CofC student senate votes not to impeach Ross Kressel 

Errant tweets in spotlight as SGA president faces Senate

Ross Kressel, student body president at the College of Charleston, faces impeachment for messages he allegedly posted on the now-deleted Twitter account @CofCPolitico.

Paul Bowers

Ross Kressel, student body president at the College of Charleston, faces impeachment for messages he allegedly posted on the now-deleted Twitter account @CofCPolitico.

UPDATE: The bill for impeachment did not pass, so Kressel will remain president of the student body. However, the Student Senate voted no confidence in Kressel. In the event that the Senate gives Kressel a second vote of no confidence later in the academic year, impeachment proceedings will begin again.

You can still read a transcript of the live coverage by clicking on the "Cover It Live" box on this page.

Ross Kressel, embattled president of the Student Government Association at College of Charleston, faces impeachment tonight in the first Student Senate meeting of the school year.

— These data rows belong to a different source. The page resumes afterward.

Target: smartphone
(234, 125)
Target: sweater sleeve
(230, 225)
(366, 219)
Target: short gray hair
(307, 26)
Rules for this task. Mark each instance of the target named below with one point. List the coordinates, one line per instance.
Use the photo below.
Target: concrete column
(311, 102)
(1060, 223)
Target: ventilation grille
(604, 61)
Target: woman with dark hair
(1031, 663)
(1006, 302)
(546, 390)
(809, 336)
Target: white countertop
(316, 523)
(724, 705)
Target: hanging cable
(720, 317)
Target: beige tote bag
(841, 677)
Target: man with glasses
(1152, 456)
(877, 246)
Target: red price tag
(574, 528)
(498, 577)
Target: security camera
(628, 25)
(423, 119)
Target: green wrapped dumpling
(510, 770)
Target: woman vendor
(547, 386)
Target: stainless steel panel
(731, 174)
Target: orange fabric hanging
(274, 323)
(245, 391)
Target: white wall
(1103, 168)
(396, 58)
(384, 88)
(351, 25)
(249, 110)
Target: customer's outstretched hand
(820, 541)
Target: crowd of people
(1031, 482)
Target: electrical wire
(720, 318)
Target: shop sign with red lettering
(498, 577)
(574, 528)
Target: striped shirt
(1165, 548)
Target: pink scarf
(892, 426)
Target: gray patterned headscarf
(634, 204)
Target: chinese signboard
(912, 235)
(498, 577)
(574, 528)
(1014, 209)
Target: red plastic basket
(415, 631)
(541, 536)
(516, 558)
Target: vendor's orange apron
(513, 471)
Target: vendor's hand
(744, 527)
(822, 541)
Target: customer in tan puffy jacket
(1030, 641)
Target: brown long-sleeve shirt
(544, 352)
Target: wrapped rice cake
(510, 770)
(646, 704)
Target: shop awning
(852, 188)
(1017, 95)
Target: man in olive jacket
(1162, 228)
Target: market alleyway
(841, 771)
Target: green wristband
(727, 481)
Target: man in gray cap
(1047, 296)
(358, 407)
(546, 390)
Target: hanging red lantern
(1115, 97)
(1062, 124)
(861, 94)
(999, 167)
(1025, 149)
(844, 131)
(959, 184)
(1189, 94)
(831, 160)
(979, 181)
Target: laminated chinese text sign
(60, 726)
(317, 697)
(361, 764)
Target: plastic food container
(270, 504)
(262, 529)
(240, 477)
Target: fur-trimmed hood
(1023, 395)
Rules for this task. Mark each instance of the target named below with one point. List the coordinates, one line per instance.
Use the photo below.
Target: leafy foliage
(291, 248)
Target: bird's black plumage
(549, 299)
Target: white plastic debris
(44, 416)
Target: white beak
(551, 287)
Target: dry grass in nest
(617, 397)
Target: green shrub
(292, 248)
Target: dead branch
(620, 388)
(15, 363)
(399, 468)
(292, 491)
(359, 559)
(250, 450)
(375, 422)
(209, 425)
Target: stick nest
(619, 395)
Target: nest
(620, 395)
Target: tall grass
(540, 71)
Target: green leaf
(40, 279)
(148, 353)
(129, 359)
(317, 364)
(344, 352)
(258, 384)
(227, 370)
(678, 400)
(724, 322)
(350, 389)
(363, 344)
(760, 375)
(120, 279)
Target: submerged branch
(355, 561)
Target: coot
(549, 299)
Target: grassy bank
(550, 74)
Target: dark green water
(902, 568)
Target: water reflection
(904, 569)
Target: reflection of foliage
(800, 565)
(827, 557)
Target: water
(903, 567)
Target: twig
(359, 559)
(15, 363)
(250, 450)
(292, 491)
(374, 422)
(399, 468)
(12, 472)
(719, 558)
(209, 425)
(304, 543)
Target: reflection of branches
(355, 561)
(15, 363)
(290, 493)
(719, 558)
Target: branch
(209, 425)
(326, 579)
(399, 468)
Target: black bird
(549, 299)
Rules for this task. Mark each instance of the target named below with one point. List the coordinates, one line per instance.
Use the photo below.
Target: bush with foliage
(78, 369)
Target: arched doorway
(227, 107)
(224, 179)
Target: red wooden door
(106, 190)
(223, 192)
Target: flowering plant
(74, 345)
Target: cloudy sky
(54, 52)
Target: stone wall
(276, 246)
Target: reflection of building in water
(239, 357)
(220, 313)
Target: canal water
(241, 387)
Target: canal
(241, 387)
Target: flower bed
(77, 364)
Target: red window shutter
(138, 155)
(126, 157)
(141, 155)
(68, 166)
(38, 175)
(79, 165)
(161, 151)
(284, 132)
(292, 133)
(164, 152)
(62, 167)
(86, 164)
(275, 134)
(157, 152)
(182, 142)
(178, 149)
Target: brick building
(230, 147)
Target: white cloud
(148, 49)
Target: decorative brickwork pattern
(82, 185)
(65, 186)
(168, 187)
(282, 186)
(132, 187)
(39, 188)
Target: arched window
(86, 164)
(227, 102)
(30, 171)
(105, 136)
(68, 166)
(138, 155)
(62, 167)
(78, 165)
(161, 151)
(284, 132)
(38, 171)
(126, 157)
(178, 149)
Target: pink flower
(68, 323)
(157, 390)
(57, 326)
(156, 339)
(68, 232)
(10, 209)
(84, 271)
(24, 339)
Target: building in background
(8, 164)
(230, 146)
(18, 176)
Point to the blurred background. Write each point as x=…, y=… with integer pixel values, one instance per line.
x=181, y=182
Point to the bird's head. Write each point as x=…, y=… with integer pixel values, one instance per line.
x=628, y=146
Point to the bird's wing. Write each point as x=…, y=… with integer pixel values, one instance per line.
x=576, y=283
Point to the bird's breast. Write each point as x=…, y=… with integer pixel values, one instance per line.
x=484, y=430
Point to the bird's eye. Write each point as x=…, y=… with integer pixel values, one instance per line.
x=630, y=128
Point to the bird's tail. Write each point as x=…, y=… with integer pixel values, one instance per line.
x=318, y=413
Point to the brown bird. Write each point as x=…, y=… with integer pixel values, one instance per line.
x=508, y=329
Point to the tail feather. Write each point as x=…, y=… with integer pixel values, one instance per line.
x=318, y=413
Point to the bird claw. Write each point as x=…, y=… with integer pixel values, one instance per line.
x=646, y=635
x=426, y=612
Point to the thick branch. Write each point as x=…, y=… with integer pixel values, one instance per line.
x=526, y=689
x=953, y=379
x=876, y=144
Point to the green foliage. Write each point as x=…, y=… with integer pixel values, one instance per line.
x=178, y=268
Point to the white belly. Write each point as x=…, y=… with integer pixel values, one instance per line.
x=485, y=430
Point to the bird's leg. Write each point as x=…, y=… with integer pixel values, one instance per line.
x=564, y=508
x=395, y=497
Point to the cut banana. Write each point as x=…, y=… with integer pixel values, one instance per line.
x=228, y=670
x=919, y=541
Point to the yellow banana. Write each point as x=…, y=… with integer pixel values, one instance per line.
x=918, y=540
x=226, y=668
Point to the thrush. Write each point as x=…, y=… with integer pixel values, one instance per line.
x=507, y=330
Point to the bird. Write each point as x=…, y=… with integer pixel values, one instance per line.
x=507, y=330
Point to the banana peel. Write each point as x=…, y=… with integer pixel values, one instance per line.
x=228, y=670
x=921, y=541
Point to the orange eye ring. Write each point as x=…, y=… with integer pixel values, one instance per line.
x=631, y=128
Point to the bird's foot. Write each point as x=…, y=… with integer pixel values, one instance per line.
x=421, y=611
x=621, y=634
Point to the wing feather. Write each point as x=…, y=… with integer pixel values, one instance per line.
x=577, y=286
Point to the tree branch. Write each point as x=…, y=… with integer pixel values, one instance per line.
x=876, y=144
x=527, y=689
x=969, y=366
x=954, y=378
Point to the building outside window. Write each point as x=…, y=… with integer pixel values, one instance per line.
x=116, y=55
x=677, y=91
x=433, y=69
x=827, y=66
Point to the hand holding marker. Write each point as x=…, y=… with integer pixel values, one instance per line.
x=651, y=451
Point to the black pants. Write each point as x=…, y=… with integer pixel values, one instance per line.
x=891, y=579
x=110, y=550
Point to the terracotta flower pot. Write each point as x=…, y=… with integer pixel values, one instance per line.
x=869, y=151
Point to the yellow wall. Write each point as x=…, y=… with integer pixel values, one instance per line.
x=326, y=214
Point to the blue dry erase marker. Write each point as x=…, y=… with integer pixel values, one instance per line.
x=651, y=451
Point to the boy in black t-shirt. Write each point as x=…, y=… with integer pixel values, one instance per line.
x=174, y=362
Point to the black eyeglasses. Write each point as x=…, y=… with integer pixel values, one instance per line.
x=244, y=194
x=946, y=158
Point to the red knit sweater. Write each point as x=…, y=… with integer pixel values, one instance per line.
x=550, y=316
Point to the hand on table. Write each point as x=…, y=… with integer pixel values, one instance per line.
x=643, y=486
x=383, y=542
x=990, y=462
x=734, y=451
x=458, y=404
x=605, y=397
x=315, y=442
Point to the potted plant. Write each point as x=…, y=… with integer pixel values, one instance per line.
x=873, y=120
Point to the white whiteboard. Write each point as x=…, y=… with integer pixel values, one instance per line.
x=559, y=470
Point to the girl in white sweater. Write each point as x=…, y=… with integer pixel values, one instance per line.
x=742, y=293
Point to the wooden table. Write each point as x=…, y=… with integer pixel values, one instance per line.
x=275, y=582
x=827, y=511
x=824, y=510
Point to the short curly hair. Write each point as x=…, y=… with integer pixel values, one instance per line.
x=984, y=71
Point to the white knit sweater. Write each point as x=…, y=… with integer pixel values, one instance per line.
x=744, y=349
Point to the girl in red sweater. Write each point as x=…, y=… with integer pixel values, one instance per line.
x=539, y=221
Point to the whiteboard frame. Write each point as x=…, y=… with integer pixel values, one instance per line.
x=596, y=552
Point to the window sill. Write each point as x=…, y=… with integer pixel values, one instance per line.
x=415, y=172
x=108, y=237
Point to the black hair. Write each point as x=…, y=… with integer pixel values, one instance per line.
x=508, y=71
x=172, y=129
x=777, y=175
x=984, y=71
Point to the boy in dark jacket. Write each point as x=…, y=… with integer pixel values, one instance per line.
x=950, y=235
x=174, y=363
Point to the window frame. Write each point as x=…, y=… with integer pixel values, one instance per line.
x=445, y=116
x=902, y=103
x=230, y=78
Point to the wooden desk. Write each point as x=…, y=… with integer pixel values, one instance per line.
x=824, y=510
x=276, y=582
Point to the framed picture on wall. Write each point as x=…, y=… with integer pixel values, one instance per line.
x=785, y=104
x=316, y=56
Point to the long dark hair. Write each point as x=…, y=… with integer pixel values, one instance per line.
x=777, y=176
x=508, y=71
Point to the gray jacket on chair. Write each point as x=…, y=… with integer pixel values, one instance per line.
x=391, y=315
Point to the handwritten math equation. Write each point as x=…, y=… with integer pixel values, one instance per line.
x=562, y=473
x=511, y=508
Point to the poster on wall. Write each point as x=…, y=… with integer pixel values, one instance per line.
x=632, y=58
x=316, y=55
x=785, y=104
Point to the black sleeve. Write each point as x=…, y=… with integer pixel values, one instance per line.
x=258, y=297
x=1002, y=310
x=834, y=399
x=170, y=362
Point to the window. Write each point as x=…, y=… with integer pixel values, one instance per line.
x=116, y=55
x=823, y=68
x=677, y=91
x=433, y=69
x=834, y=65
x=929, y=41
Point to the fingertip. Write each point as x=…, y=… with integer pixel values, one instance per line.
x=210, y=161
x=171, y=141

Last week, Student Body Treasurer Luke Rozansky got the ball rolling on removing Kressel from office over a series of offensive messages Kressel allegedly posted on an anonymous Twitter account. Today, two bills will go before the 40-member Senate: one for impeachment, one for a vote of no confidence.

“If people don’t believe that this is enough for impeachment, they might consider it enough for a vote of no confidence,” Rozansky says.

Justin Lyons, a chairperson on the executive board, says the intent of the vote of no confidence is to establish a precedent of disapproval. It is the second-most-severe disciplinary route the Senate can take, with impeachment being harsher and censure being less harsh.

If a two-thirds majority of senators vote for impeachment, Kressel will be suspended from his position while his case goes before the Honor Council, which consists of the students from the disciplinary Honor Board. The Honor Council would then have eight days to decide Kressel's fate.

Rozansky says the impeachment case is an "unfortunate situation in general."

"It's unfortunate that this is how freshmen will be exposed to student government," he says. "But I think it's important to get this issue out of the way sooner rather than later."